Altra storia d'amore dall'epilogo infelice è quella di Leandro, un giovane che viveva ad Abido, una città sull'Ellesponto, un lungo e stretto braccio di mare (che oggi si chiama Stretto dei Dardanelli); Leandro si innamorò di Ero, che viveva a Sesto, una città dall'altra parte dell'Ellesponto, proprio di fronte ad Abido. Ero era bellissima, ma era una sacerdotessa di Afrodite e aveva dedicato alla dea la sua vita: così l'amore fra Leandro ed Ero poteva solo essere clandestino, e il giovane ogni notte nuotava fino all'altra riva dell'Ellesponto per incontrare la sua amata, che lo aspettava tenendo acceso un lume alla finestra della torre, per aiutarlo a orientarsi. Una notte il vento spense la luce e Leandro, senza più punti di riferimento, trovò la morte tra i flutti; il giorno dopo Ero vide dalla finestra il cadavere e, disperata, si gettò dalla torre.

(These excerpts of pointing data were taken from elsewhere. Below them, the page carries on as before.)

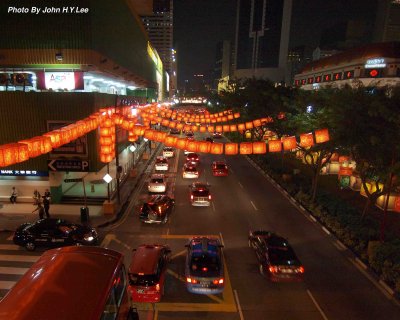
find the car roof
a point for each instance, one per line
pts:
(145, 258)
(205, 245)
(157, 176)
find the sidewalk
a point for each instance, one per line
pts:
(13, 215)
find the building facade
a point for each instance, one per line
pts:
(262, 39)
(158, 22)
(374, 65)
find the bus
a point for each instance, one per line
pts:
(71, 283)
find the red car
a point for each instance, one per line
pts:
(192, 158)
(219, 169)
(147, 272)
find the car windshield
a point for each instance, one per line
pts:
(220, 166)
(143, 280)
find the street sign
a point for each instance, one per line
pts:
(76, 165)
(73, 180)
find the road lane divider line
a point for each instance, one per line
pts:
(254, 206)
(317, 305)
(238, 305)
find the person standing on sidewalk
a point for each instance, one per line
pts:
(46, 202)
(40, 209)
(14, 194)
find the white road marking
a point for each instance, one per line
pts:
(254, 206)
(13, 270)
(6, 257)
(317, 305)
(10, 247)
(238, 305)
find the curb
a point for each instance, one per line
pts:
(379, 282)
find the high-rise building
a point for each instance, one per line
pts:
(262, 39)
(387, 23)
(158, 22)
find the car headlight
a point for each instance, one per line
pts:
(88, 237)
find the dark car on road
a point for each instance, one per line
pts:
(52, 233)
(157, 209)
(204, 268)
(276, 257)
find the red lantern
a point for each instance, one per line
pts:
(217, 148)
(181, 143)
(289, 143)
(149, 134)
(321, 136)
(275, 145)
(170, 141)
(306, 140)
(246, 148)
(204, 146)
(231, 148)
(257, 123)
(259, 147)
(241, 127)
(192, 146)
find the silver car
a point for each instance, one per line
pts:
(157, 183)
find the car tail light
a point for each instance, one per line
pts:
(218, 281)
(273, 269)
(190, 280)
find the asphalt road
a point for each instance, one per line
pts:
(334, 288)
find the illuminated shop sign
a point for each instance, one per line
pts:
(375, 63)
(23, 173)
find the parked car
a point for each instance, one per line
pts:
(190, 171)
(200, 195)
(157, 183)
(192, 158)
(52, 232)
(161, 164)
(204, 267)
(276, 257)
(146, 272)
(156, 209)
(219, 169)
(168, 152)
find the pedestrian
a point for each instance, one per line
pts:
(46, 202)
(14, 194)
(40, 209)
(36, 197)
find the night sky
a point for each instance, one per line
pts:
(200, 24)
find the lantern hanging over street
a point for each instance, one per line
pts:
(306, 140)
(274, 146)
(231, 148)
(321, 136)
(259, 147)
(246, 148)
(289, 143)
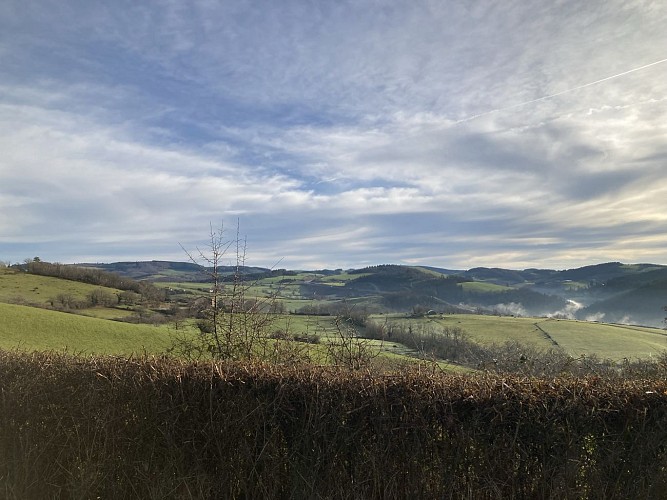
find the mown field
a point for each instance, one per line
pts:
(577, 338)
(34, 329)
(37, 329)
(16, 286)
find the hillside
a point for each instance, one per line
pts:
(31, 328)
(613, 292)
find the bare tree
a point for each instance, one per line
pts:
(233, 324)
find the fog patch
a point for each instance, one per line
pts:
(626, 320)
(511, 309)
(595, 317)
(568, 312)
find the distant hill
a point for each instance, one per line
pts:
(613, 291)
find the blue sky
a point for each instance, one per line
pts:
(339, 134)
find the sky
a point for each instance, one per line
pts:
(335, 134)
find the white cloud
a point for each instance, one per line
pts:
(470, 134)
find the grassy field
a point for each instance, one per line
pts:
(577, 338)
(607, 341)
(16, 286)
(34, 329)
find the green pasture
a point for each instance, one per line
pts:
(606, 341)
(35, 329)
(17, 286)
(577, 338)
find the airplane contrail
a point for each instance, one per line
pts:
(562, 91)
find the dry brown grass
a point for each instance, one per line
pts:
(159, 428)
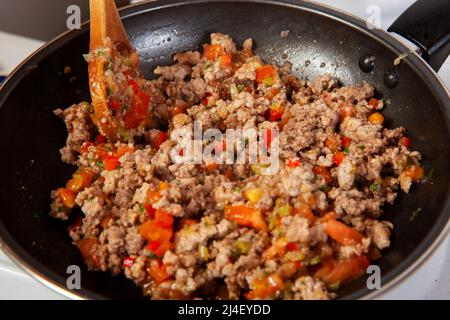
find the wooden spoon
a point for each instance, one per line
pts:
(106, 22)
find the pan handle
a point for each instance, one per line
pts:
(427, 24)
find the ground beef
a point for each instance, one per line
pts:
(215, 230)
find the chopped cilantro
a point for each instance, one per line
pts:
(415, 214)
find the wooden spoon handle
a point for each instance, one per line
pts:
(106, 22)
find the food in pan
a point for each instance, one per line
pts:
(212, 230)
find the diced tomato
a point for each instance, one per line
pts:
(342, 233)
(160, 139)
(376, 118)
(139, 107)
(153, 245)
(225, 60)
(332, 143)
(111, 162)
(323, 171)
(149, 210)
(114, 104)
(265, 74)
(414, 172)
(163, 218)
(406, 142)
(294, 162)
(276, 114)
(291, 246)
(213, 51)
(373, 103)
(163, 185)
(153, 196)
(76, 183)
(338, 158)
(205, 100)
(158, 272)
(85, 147)
(341, 271)
(266, 287)
(345, 142)
(67, 196)
(272, 93)
(88, 249)
(128, 262)
(163, 247)
(245, 216)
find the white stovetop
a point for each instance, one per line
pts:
(431, 281)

Inizia invece con un bel matrimonio regolare la macabra storia di Procne e Filomela, figlie del re d'Atene: Procne fu data in moglie a Tereo, figlio (non per caso) del tremendo Ares; i due ebbero un figlio di nome Iti. Un bel giorno Filomela fece visita alla sorella  e Tereo la violentò: quando lei minacciò di riferire tutto a Procne, l'uomo le tagliò la lingua. Ma Filomela non accettò la condanna al silenzio: decise di tessere un abito che rappresentava il fattaccio, e lo mostrò a Procne. La vendetta delle due sorelle fu terribile: uccisero Iti, lo cucinarono e lo servirono a Tereo come pranzo; quando l'uomo capì cosa aveva mangiato, Procne e Filomela fuggirono chiedendo aiuto agli dei; e prima che il bruto potesse raggiungerle, gli dei le trasformarono in uccelli, consentendo loro di volare via e di salvarsi la vita. E fu così che Procne divenne un usignolo e Filomela una rondine.

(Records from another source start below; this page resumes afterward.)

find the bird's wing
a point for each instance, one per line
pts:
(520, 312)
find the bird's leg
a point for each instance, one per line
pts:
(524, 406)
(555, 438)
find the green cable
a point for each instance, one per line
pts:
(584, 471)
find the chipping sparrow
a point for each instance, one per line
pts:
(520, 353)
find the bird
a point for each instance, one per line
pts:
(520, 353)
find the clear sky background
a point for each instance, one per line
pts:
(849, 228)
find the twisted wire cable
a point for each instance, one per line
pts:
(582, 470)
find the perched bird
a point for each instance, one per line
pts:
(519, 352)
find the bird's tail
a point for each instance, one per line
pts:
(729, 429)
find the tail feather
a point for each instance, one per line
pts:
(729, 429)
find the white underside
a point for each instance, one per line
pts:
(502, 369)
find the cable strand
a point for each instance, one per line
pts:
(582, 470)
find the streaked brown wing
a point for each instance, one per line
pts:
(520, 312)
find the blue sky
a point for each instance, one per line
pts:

E per concludere, dopo tutte queste tragedie, ecco una storia un po' tormentata ma con un lieto fine: parliamo di Arianna, la figlia di Minosse, re di Creta. Sull'isola c'era un mostro tremendo, il Minotauro, con il corpo di un uomo e la testa di un toro; viveva rinchiuso in un labirinto, e ogni anno la città di Atene mandava come tributo a Minosse sette fanciulli e sette fanciulle da dare in pasto al terribile essere. Ma un anno arrivò Teseo, il figlio del re di Atene, con l'intenzione di affrontare il Minotauro: Arianna si innamorò del giovane, e decise di aiutarlo nell'impresa. Gli diede un gomitolo di filo da portare con sé nel labirinto per evitare di perdersi: così Teseo uccise il mostro e seguendo il filo di Arianna ritrovò l'uscita, salvando se stesso e liberando Atene dal pesante tributo dovuto a Creta. Arianna fuggì con Teseo sulla sua nave, in direzione di Atene; ma giunti sull'isola di Nasso, Arianna si addormentò sulla riva del mare e al suo risveglio non trovò più Teseo, che era fuggito. Per la fanciulla fu un dolore insopportabile, pianse e gli scrisse una lettera straziante, lamentando la sua perfidia e la sua irriconoscenza: "Guardami bene anche ora, non con gli occhi, ma con l'immaginazione, con cui puoi, mentre me ne sto attaccata ad uno scoglio, battuto dal moto delle onde; guarda i capelli sciolti, segno di dolore, e la tunica appesantita dalle lacrime, come da pioggia! Il mio corpo trema, come le spighe battute dai venti del nord, ed i caratteri, tracciati dalla mia mano tremante, sono incerti. Io non ti supplico in nome dei miei benefici, perché hanno ottenuto un cattivo risultato; nessuna gratitudine mi sia dovuta per il mio operato, ma neppure una punizione. Se non sono io la causa della tua salvezza, non c'è tuttavia ragione perché tu sia per me causa di morte". Fortunatamente il lieto fine arrivò nella persona di Dioniso, dio del vino e della fertilità, che incontrò sull'isola la piangente Arianna, se ne innamorò, la sposò e la condusse sull'Olimpo donandole l'immortalità.